Gear: Scotty Cameron Studio Style Santa Fe, Fastback 2, Fastback 2 Long Design
Price: $499 (Santa Fe, Fastback 2), $549 (Fastback 2 Long Design)
Specs: Milled 303 stainless steel heads with Studio Carbon Steel face insert, chain-link face milling pattern, aluminum chassis, adjustable sole weights. Loft 3.5 degrees, lie 70 degrees.
Available: Feb. 12 (in stores)
Who it’s for: Golfers who like the look and feedback of classic Scotty Cameron shapes but want more precise toe-flow options, softer sound at impact and, in the case of the Long Design, added stability to quiet the hands.
What you should know: The Studio Style family, re-established in 2025, is expanding with three familiar-but-refined models. Santa Fe brings a high toe-flow blade back into the retail lineup, while Fastback 2 and Fastback 2 Long Design add a plumbing-neck option and a counterbalanced build to the mid-mallet side of the family.
The Deep Dive: When Scotty Cameron brought the Studio Style name back in 2025, it marked a subtle shift in how his retail putters approached feel. On Tour, where price is not a factor, Cameron often uses German Stainless Steel (GSS), but that material is too expensive to use in retail putters. However, carbon steel inserts, once also the domain of Tour-only builds and early-2000s experiments, could work. Cameron opted for the added a chain-link milling pattern designed to soften sound without muting feedback. The result was a new line that felt distinctly different from fully milled stainless steel Camerons, while still looking unmistakably classic.
For 2026, a line extension builds directly on that foundation, and the Studio Style Santa Fe will be the headliner for traditionalists. Long a cult favorite, the rounded Newport-style blade returns with a flow neck that promotes maximum toe flow and face awareness. Paired with the Studio Carbon Steel insert, the Studio Style Santa Fe blends an old-school silhouette with the softer acoustics that defined the original Studio Style relaunch.
On the mid-mallet side, the Studio Style Fastback 2 answers a different request. By pairing the compact Fastback head with a plumbing neck (in Scotty-speak, a 2 indicates a plumber’s neck), Cameron created a version with moderate toe flow that will feel more familiar to players coming from Newport-style blades. The black anodized aluminum heel-toe inlay isn’t cosmetic; it allows weight to be pushed outward, boosting stability while also creating a high-contrast alignment frame at address.
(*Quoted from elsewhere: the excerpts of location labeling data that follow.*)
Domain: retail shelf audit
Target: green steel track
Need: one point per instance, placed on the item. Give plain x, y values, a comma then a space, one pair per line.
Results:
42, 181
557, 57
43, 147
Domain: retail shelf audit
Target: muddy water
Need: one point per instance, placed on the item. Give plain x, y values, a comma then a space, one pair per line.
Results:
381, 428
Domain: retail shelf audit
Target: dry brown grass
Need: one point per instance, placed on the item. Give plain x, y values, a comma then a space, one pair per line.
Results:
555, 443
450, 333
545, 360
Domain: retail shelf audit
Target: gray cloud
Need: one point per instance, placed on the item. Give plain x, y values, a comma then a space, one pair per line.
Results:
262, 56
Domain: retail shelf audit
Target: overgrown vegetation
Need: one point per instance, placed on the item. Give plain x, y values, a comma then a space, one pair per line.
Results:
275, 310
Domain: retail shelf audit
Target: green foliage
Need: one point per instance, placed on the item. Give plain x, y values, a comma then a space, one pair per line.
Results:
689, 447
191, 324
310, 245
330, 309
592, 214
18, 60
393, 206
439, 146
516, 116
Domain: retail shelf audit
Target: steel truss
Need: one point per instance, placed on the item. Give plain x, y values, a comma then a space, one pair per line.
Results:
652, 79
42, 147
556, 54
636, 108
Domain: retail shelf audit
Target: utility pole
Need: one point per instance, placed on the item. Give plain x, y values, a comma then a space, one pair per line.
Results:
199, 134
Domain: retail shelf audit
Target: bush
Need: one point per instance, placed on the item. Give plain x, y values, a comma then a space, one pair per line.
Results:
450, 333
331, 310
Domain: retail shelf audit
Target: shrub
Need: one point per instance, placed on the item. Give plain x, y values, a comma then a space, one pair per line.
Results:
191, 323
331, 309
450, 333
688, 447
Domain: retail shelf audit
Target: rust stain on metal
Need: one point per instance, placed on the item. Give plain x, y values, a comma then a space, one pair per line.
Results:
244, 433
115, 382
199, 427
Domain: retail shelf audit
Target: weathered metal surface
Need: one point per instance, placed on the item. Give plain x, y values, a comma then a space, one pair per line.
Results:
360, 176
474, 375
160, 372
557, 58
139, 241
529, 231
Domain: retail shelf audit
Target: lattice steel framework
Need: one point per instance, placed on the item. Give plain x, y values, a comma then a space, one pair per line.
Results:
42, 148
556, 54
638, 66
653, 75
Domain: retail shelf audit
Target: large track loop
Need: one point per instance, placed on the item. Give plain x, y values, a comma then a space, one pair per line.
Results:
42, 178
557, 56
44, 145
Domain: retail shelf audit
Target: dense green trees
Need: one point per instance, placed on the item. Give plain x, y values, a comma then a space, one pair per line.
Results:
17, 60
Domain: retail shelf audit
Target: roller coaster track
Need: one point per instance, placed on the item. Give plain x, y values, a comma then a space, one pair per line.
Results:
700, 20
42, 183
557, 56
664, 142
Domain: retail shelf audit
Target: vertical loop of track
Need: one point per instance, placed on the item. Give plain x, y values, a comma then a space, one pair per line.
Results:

The Studio Style Fastback 2 Long Design takes that same head and stretches the concept further. Built at 38 inches with a heavier head, 25-gram tungsten sole weights, a stiffer shaft and a 17-inch non-tapered grip, it’s designed for golfers who want to smooth out their stroke and reduce excessive hand action. Long Design putters aren’t for everyone, but for players who like a counterbalanced feel, this version adds another legitimate option to the Studio Style lineup.
Collectively, the Santa Fe, Fastback 2 and Fastback 2 Long Design don’t reinvent the Studio Style family. And they weren’t meant too. Instead, they round it out, filling in toe-flow gaps and stroke-type preferences that naturally emerge once consumers and fitters start spending time with a family of putters. If the original 2025 release was about reintroducing feel, this extension is about helping golfers find their fit.